The Dakotas would be much higher on this list if there were not so many tricky issues with land usage due to the high number of native reservations. We all remember the Keystone pipeline debacle, but that can be just as big of an issue for smaller landowners as well. That said, if you get a piece of Dakota land without those restrictions, you are in for a real treat. And the relatively inexpensive costs do help, though taxes can require some hoops to lower.

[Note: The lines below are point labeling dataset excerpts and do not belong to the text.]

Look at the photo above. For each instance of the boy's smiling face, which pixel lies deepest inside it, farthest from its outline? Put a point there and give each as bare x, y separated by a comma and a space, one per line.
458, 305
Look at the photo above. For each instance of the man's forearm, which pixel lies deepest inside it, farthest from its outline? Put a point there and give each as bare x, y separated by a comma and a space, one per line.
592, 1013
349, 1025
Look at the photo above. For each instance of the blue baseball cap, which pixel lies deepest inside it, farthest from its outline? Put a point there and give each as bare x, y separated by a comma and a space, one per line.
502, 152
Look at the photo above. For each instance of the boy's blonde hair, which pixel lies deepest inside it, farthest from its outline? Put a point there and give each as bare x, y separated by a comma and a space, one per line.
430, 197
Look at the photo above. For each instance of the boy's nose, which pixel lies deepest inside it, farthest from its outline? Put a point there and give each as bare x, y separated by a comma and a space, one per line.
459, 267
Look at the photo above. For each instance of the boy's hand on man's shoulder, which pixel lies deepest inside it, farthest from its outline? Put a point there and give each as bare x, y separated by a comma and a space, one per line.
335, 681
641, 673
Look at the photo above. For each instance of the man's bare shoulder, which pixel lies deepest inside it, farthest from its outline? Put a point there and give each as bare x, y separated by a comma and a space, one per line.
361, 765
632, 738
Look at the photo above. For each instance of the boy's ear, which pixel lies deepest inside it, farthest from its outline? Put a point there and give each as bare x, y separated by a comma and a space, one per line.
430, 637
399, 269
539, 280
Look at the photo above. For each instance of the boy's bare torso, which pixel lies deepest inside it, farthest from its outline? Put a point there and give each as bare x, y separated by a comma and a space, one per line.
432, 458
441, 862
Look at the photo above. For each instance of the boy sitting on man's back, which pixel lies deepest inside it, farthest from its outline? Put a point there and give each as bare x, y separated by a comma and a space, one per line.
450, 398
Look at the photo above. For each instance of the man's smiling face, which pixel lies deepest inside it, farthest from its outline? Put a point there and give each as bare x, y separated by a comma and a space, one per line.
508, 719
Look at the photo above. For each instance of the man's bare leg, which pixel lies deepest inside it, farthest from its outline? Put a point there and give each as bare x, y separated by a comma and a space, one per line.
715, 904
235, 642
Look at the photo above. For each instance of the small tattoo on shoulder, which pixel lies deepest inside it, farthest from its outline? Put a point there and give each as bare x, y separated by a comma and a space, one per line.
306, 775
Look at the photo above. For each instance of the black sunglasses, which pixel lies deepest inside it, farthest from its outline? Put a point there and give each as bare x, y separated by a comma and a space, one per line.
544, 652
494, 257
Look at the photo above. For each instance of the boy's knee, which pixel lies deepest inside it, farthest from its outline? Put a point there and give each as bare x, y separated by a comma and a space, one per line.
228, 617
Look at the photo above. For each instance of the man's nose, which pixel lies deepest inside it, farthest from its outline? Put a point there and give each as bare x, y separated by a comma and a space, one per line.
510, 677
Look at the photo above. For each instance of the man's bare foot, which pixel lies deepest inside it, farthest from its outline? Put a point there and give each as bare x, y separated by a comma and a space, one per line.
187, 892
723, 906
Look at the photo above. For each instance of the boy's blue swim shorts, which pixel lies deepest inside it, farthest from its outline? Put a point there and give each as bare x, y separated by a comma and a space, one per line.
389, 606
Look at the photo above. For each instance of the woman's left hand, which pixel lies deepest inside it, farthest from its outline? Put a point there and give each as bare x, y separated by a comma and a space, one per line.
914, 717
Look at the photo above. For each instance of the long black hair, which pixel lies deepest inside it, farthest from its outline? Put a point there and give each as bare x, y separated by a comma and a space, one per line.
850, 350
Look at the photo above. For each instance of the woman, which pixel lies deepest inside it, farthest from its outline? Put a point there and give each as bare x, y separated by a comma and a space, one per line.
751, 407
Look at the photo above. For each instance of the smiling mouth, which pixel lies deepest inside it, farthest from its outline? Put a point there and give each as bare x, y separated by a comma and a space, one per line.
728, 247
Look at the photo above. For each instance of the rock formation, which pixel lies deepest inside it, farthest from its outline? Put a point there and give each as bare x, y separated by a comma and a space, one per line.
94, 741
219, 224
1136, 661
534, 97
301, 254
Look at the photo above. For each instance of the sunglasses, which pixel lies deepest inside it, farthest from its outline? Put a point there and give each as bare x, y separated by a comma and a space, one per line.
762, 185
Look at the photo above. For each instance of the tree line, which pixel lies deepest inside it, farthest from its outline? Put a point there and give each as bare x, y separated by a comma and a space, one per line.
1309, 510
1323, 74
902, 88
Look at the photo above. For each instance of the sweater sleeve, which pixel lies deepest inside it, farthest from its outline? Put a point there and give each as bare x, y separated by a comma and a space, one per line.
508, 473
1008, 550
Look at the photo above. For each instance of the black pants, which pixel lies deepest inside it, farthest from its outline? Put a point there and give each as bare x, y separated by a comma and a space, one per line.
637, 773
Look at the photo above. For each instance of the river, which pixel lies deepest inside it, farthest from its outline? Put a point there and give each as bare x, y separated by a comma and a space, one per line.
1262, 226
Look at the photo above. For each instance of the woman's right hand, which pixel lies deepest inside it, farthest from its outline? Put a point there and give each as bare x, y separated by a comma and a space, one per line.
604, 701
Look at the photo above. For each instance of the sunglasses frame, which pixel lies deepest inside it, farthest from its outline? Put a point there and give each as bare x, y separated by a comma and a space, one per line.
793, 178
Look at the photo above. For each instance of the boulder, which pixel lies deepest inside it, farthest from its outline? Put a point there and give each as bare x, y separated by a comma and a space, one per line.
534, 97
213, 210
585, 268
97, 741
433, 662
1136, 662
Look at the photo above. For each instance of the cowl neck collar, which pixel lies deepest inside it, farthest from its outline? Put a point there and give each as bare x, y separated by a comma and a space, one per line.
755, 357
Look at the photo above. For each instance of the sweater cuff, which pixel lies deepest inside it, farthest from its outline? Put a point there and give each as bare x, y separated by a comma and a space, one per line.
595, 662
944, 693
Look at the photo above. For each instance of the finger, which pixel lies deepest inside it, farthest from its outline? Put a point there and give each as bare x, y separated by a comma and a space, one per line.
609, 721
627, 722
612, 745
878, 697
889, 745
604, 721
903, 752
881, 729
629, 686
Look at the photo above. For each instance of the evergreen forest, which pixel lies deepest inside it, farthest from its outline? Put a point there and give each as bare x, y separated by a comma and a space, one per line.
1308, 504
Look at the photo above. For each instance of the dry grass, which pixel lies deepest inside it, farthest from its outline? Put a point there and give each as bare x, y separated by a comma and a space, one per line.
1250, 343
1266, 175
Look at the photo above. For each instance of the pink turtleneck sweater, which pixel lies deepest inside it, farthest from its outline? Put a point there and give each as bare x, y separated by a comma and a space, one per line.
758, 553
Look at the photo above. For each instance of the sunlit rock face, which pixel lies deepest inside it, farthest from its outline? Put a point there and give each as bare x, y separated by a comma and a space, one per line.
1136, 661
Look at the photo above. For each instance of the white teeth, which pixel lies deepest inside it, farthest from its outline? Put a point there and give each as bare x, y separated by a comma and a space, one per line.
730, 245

Like all of the land at the Canadian border, the winters can get bitter cold. However, the cost of land and taxes, the civil liberties, and the resources are all solid. One note: the pipelines do pose a risk to the drinking water nearby and have already burst multiple times. As such, make it a point to get a plot of land that is not downriver from a pipeline to ensure clean freshwater.

Conclusion

As we can see, certain factors like the power and water availability are important no matter the other considerations. The legal elements may give you pause, and the natural disasters might inspire irrational fear. But so long as you can sustain yourself without infringement from the government, most of these states are good to great options. Of course, childcare is the thorniest issue, so do additional research if that is a factor you must consider. Just remember that wherever you choose to go, make sure it is a place you can feel good about one or more decades from now.